Erster Schritt zum genderneutralen Stadionerlebnis

Beim Länderspiel Deutschland – Serbien am Mittwoch in Wolfsburg wird es erstmals Unisex-Klos geben. Besucher*innen können sich aussuchen, von welchen Ordner*innen sie kontrolliert werden.


Gute Einstimmung auf das Länderspiel in der kommenden Woche: Zum Abschluss der "Vielfaltswochen 2019" des VfL Wolfsburg erstrahlt die Volkswagen Arena noch bis Sonntag in den Farben des Regenbogens (Bild: VfL Wolfsburg)

Im Rahmen des Länderspiels der deutschen Nationalmannschaft gegen Serbien am 20. März in der Wolfsburger Volkswagen Arena setzt der Deutsche Fußball-Bund (DFB) erstmals zwei Vorschläge aus einem am 14. Januar durchgeführten Workshop zum Thema "Queere Fans im Stadion" um.
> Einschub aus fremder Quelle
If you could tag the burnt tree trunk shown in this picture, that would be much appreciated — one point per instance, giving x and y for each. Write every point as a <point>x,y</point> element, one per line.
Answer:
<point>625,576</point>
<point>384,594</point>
Dies teilten die Queer Football Fanclubs (QFF) am Freitag mit.

Um Fans ein möglichst genderneutrales Stadionerlebnis zu ermöglichen, können sich Besucher*innen selbst aussuchen, von welchen Ordner*innen sie sich kontrollieren lassen möchten. Um der Vielfalt geschlechtlicher Identitäten gerecht zu werden, werden zudem Herren-, Damen- und Unisex-Toiletten angeboten.

Alle Ordner*innen werden geschult

Im Rahmen der Vorbereitungen werden laut QFF alle Ordner*innen und Helfer*innen darauf geschult, dass allen Besucher*innen mit Respekt und Freundlichkeit begegnet wird und Unisex-Toiletten von allen Menschen genutzt werden können. Vor den Unisex-Klos werden Mitarbeiter*innen für Rückfragen und Feedback zur Verfügung stehen.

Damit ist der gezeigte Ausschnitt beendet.